More healthcare-related entities should fall under the scope of the HIPAA privacy rule and soon, according to a U.S. Department of Health and Human Services (HHS) advisory body.
“HHS and Congress should move expeditiously to establish laws and regulations that will ensure that all entities that create, compile, store, transmit, or use personally identifiable health information are covered by a federal privacy law,” according to a recent letter the National Committee on Vital and Health Statistics (NCVHS) sent to HHS Secretary Michael Leavitt. “This is necessary to assure the public that the Nationwide Health Information Network, and all of its components, are deserving of their trust.”
The letter reiterates a year-old recommendation the committee made to Leavitt to expand the types of entities covered under the privacy rule. The committee held three hearings during the past year to get more information about entities that use health information in their day-to-day operations but are not covered by the privacy rule. The hearings reinforced committee members’ convictions that expansion of the rule was necessary, according to the letter.

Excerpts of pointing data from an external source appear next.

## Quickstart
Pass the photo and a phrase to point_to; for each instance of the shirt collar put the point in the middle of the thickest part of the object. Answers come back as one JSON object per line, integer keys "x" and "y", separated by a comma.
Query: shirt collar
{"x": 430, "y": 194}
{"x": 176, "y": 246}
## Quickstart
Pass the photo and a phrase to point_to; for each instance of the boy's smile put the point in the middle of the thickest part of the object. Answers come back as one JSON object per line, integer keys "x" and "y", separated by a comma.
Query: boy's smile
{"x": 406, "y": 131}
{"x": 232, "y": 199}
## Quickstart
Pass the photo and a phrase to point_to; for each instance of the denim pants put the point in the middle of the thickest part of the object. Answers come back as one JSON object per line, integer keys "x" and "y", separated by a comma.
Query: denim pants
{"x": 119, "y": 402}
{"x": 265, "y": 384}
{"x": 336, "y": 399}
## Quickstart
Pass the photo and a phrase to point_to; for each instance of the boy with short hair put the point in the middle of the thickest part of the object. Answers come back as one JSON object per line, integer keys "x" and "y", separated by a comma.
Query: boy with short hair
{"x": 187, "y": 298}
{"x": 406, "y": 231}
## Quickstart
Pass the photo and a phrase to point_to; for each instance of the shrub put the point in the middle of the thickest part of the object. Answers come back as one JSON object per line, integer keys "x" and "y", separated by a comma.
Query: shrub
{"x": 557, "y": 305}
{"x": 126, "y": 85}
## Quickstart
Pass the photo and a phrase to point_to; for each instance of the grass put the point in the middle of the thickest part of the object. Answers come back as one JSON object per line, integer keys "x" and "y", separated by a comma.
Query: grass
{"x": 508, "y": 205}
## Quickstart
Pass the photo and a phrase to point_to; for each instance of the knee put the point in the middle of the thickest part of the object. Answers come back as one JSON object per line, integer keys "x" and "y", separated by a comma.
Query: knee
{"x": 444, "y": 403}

“A significant concern is that many of the new entities essential to the operation of the Nationwide Health Information Network fall outside HIPAA’s statutory definition of ‘covered entity,’” according to the new letter. “Health information exchanges, regional health information organizations, record locator services, community access services, system integrators, medical records banks and other new entities established to manage health information have proliferated in recent years.”
NCVHS also sent Leavitt a letter reiterating an earlier recommendation that federal officials improve coordination between the HIPAA privacy rule and the Family Educational Rights and Privacy Act, which governs school medical records.